VERDICT: An assault on a classic, but still plenty gripping.

Three stars

DVDs

Before Sunrise

(15, Warner Home Video)

THE follow up to Richard Linklater’s Before Sunrise was last year’s most unexpected sequel. Early 90s indie-hit Before Sunset saw Ethan Hawke and Julie Delpy meet on a train and explore after-hours Vienna for just one day.

The film left it uncertain as to whether the lovers would meet again in six months’ time as they arranged. Before Sunrise answers this question as the two meet nine years later in Paris and find that the chemistry they felt before is still there.

Like Sunset, the film does not feature any action, simply consisting of the pair musing about life and love. The actors have great chemistry and their relationship feels very natural. But Sunrise is a more ambitious film as it more or less unfolds in real time and Linklater makes the most of the Paris location.

EXTRAS: Considering the film itself is pretty short at 77 minutes, you might expect some juicy extras. Sadly not. Just a short on the set doc and a trailer.

VERDICT: An off-beat romantic comedy that’s perfect for Valentine’s Day.

Four stars

In The Pipeline
Bobby Jones: Stroke of Genius, which was partially filmed in St Andrews, is to make its DVD debut in this country on April 4. The film about the legendary golfer, starring Jim Caviezel, was not given a cinema release in this country after its poor box office in America.

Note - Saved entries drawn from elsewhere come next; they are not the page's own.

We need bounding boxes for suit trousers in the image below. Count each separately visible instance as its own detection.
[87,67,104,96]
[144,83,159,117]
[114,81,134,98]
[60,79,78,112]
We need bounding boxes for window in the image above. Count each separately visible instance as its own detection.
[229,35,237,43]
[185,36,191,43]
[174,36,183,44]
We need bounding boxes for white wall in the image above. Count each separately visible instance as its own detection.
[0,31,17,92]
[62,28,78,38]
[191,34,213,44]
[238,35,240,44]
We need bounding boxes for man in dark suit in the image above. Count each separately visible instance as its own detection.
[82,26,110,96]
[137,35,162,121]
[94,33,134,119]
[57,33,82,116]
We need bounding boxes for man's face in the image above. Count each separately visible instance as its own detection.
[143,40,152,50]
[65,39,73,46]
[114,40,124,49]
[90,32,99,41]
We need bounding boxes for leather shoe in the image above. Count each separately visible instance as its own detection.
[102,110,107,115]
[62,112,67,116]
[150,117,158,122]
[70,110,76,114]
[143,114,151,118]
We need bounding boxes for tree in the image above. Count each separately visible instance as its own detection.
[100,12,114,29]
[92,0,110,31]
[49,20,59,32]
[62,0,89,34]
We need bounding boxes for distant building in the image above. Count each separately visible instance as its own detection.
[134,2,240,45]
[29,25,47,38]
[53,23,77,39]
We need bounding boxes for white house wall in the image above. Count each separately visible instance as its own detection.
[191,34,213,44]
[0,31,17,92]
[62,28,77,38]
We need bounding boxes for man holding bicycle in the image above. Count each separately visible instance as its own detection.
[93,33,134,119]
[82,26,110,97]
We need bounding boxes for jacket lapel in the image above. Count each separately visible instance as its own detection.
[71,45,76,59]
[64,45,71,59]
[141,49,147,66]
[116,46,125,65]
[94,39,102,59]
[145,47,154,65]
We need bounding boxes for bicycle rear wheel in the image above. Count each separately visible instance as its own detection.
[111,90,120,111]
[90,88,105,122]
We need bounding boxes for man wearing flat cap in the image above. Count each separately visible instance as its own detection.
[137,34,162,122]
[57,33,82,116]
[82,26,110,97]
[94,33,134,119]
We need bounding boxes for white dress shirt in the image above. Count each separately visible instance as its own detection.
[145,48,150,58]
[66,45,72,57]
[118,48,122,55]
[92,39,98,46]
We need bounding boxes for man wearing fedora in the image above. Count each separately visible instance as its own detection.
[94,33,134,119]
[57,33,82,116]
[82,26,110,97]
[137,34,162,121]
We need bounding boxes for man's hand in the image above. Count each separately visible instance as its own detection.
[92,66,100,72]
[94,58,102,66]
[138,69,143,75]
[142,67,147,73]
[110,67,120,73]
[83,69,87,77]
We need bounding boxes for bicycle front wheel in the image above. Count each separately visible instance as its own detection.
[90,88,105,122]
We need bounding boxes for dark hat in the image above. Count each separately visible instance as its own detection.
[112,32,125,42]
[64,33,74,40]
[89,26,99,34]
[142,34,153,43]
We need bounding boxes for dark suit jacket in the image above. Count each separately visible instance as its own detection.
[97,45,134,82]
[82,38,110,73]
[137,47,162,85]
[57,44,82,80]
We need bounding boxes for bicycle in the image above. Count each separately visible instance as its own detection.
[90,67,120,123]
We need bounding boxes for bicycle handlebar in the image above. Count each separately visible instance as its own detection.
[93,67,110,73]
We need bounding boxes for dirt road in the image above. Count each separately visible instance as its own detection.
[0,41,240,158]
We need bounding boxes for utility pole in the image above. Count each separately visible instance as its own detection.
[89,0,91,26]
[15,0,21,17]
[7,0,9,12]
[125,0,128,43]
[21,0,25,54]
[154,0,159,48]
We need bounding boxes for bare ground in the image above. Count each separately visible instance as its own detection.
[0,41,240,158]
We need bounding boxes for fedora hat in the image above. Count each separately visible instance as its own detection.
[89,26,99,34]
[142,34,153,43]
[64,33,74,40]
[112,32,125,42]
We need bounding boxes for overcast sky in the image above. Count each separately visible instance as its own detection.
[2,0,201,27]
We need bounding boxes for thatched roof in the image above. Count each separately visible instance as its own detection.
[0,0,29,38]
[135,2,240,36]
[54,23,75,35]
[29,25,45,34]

Columbia Tristar haven’t skimped on extras on the disk though. As well as a commentary by director Rowdy Herrington and Guest Prof Richard Brown, there are deleted scenes, a making-of doc and five featurettes looking at the legacy of Bobby Jones. Sure to be a must for golf fans, it is priced at £19.99.

Warner Home Video have announced a couple of exciting releases in America, that are sure to make their way to these shores before too long. Firstly a boxset of Controversial Classics is to be released on May 10, claiming to feature films that tackle touchy subjects, such as race, homosexuality, violence and corruption.

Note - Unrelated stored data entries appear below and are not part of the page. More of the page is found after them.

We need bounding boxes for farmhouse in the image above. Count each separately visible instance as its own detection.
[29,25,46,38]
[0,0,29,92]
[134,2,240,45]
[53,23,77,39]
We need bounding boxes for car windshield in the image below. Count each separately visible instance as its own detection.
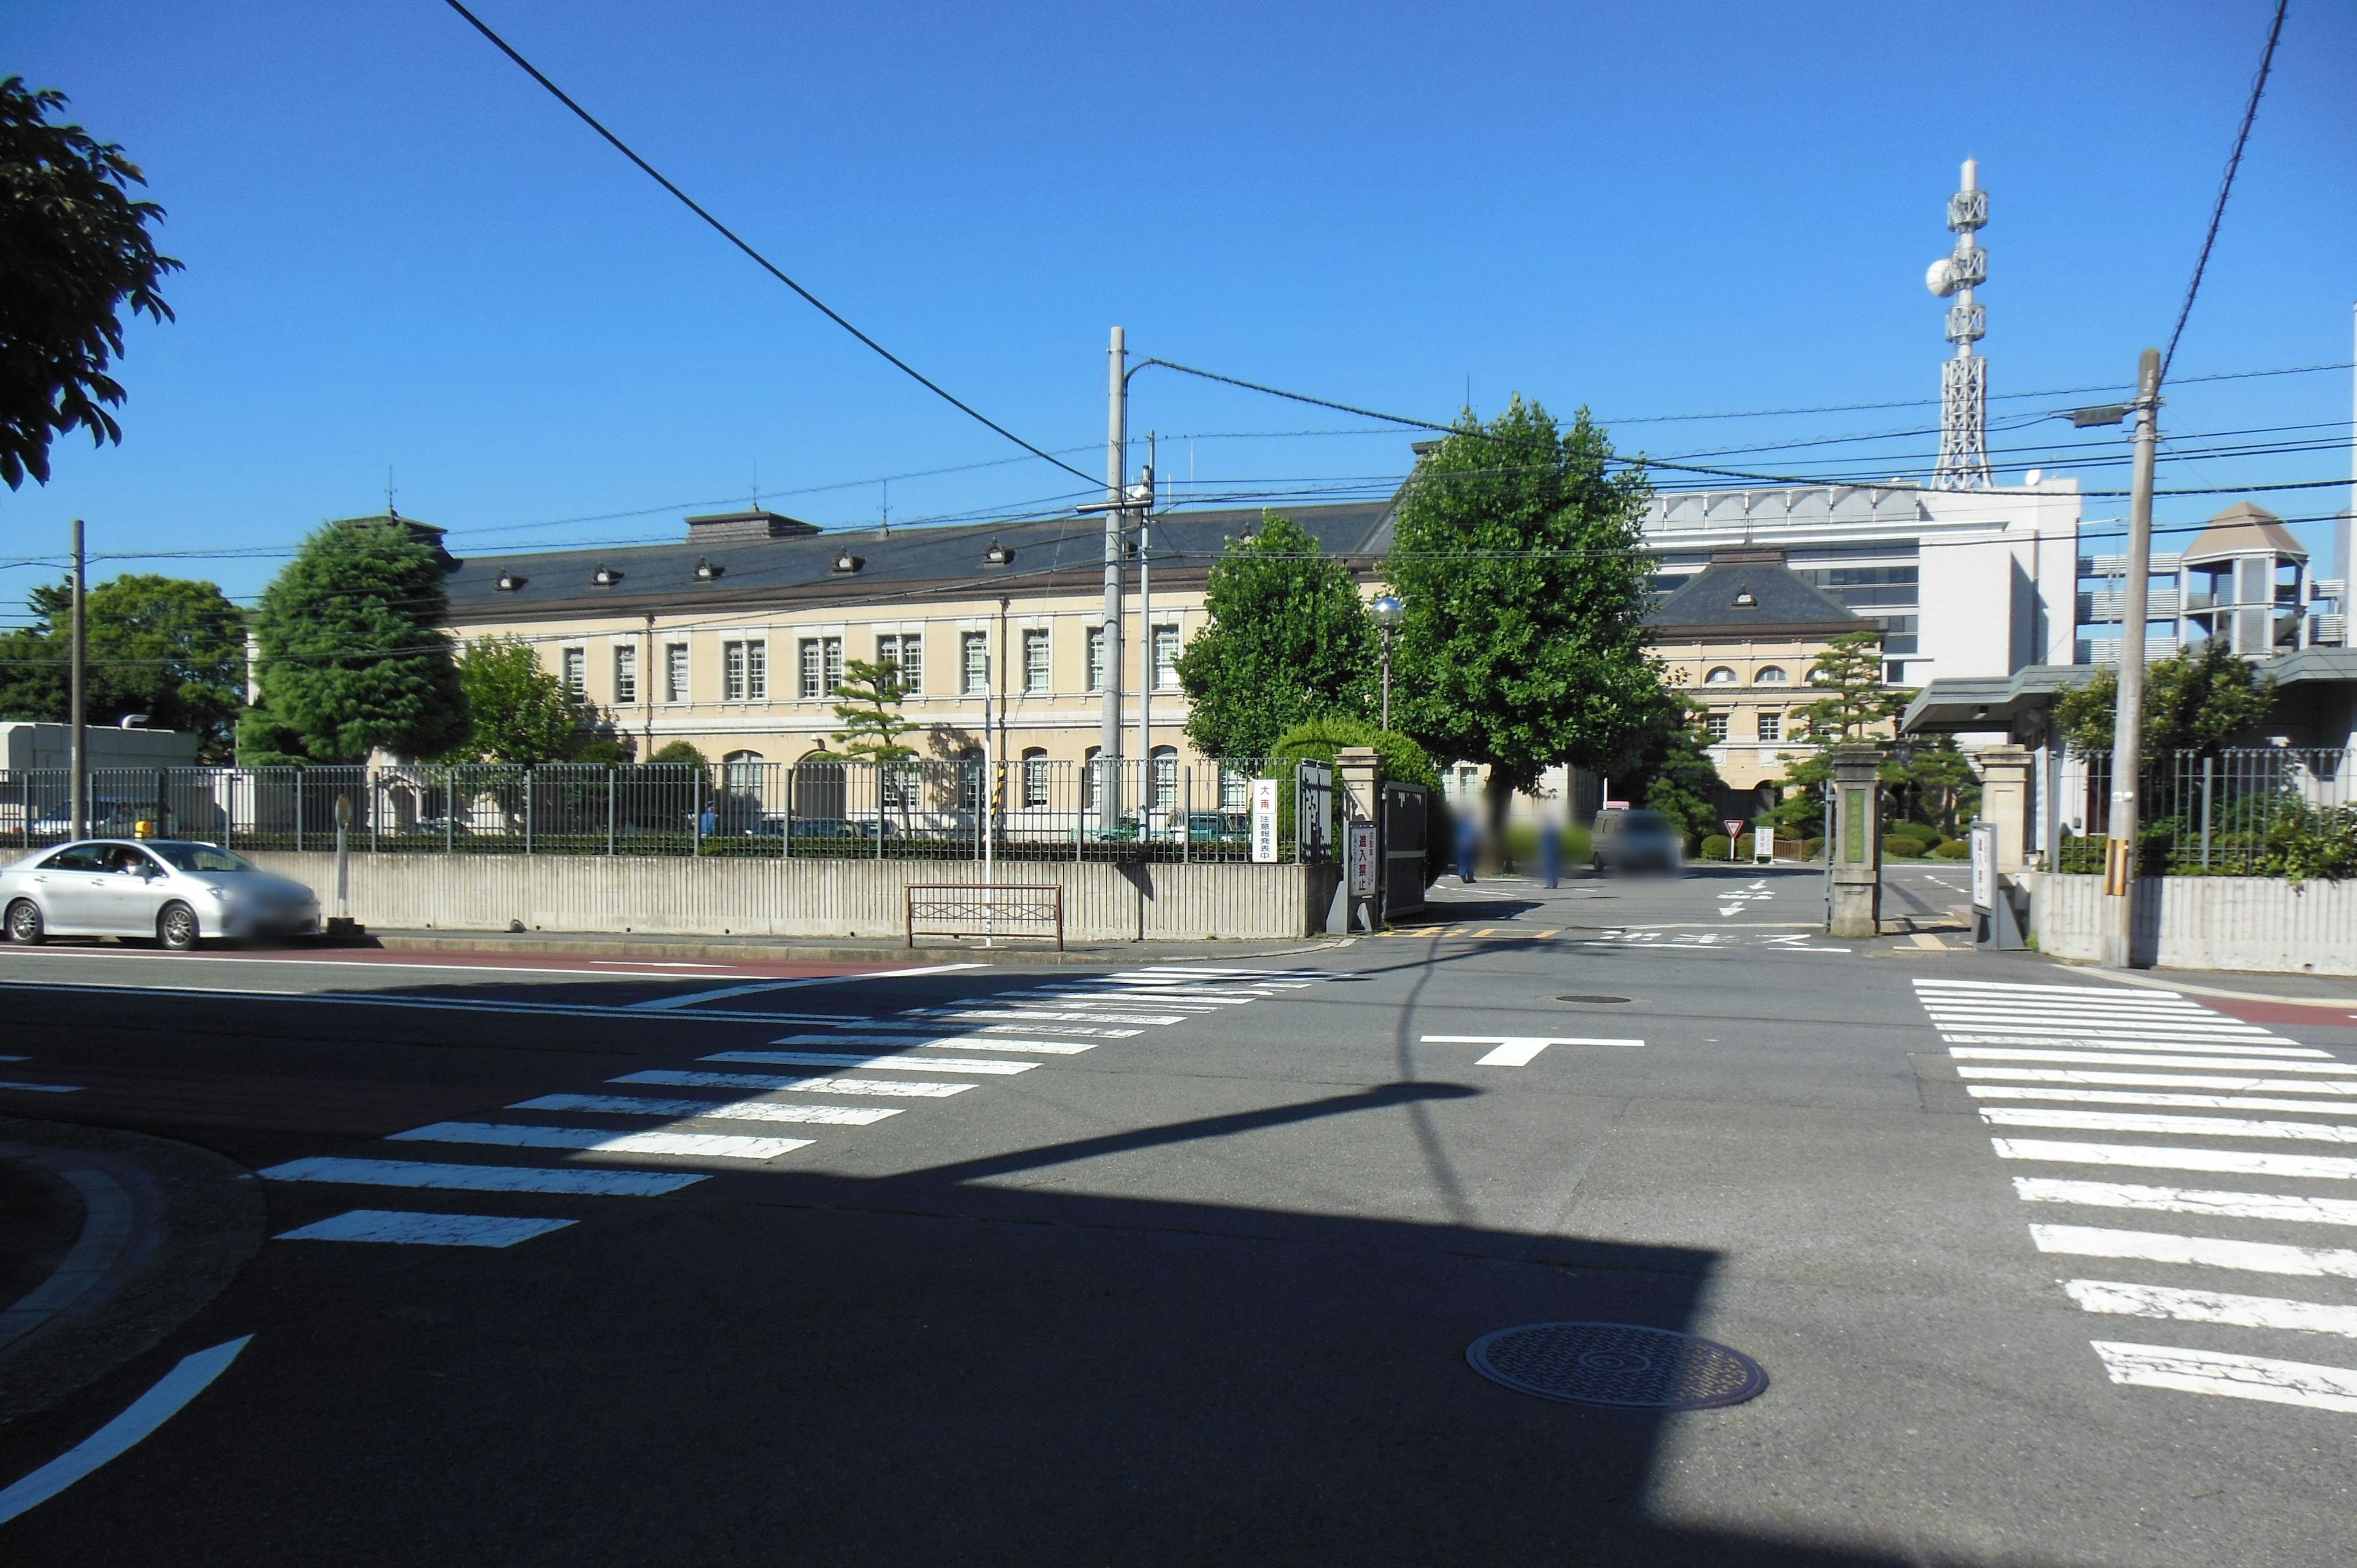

The films in the 7-DVD boxset are: I Am A Fugative From a Chain Gang, Fury, Bad Day at Black Rock, Blackboard Jungle, A Face In The Crowd, Advise and Consent and The Americanization of Emily.

The restored version of Samuel Fuller’s classic anti-war movie The Big Red One comes out in America on May 3 in a double-disk DVD.

Originally butchered by the studio on its release in 1980, over 40 minutes has been added to the film, restoring it to the director’s vision.

I saw this restored film at last year’s Edinburgh Film Festival and it’s sensational.

Hopefully these two DVDs will come out in the UK this summer.